Input and Output Knowledge
To understand this message, one needs knowledge of: the Groth16 proving pipeline and its synthesis phase; the role of the Indexer in constraint-system LC accumulation; the allocation patterns of sparse constraint representation; the Rust standard library's Vec type and its heap allocation model; the SmallVec optimization pattern; the Cargo workspace and [patch.crates-io] mechanism for overriding dependencies; and the specific scale of Filecoin PoRep circuits (~10 million constraints per partition, ~78 terms per constraint).
The message created: a modified lc.rs file in the local bellpepper-core fork, completing the SmallVec migration for the Indexer struct. This change, combined with the workspace patch, would be picked up by all downstream consumers — bellperson, cuzk-core, and ultimately the cuzk pipeline — transparently, without any API changes. The optimization is invisible at the call site but eliminates ~780 million heap allocations per partition at runtime.
The Thinking Process
The thinking visible in the surrounding messages reveals a methodical, engineering-first approach.
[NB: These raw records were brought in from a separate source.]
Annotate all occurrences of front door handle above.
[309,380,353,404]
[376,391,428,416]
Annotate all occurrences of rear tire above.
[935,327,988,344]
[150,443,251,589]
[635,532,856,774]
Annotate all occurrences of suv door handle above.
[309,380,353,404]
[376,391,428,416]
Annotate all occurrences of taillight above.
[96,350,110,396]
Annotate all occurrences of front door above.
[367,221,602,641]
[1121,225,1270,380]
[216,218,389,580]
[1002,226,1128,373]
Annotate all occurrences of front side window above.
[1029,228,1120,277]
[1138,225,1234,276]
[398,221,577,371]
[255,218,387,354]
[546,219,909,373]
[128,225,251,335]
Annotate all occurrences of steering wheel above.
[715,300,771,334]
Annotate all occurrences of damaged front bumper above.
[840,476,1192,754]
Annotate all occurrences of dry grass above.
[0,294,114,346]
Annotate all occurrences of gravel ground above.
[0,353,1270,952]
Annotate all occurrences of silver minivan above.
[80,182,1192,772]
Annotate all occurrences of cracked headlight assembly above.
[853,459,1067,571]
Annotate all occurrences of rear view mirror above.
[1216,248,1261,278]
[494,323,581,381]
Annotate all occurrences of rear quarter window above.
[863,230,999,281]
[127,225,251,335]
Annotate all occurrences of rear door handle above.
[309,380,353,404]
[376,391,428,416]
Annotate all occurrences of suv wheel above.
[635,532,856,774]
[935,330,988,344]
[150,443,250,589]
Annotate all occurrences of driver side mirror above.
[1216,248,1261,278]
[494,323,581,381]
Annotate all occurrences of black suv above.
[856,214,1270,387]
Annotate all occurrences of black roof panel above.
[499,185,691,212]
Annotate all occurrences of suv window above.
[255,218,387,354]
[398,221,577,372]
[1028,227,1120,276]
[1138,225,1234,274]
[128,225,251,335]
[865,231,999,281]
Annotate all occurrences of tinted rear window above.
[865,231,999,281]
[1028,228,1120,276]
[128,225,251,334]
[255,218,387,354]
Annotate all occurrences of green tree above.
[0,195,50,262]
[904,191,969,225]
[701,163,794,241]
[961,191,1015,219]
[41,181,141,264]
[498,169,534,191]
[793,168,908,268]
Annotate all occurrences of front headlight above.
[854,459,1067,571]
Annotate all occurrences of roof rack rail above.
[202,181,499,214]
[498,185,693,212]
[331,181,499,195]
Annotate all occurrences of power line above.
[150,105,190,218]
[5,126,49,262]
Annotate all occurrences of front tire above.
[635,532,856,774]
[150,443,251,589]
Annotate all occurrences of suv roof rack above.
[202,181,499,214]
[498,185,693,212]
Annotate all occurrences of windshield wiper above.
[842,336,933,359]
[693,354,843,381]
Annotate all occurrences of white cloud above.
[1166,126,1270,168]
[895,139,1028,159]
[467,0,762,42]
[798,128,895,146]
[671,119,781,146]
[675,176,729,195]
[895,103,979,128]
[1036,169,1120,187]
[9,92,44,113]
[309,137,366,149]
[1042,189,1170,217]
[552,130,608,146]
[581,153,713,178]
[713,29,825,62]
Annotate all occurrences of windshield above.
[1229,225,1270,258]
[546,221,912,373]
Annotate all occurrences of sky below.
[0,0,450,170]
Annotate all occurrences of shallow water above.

The assistant did not blindly apply the optimization; it first verified API compatibility, checked trait implementations, and considered edge cases. The reconnaissance phase ([msg 772]) was exhaustive, exploring four separate code paths in parallel. The decision to fork both bellpepper-core and supraseal-c2 was driven by a clear understanding of the dependency chain and the Cargo patching mechanism. And when the initial benchmark revealed a regression, the response was immediate and data-driven: revert the problematic optimization while keeping its API, and add detailed instrumentation to isolate the remaining changes.
This message, for all its brevity, is the final stroke in a carefully executed optimization. It is the sound of the chisel meeting stone for the last time — quiet, but definitive.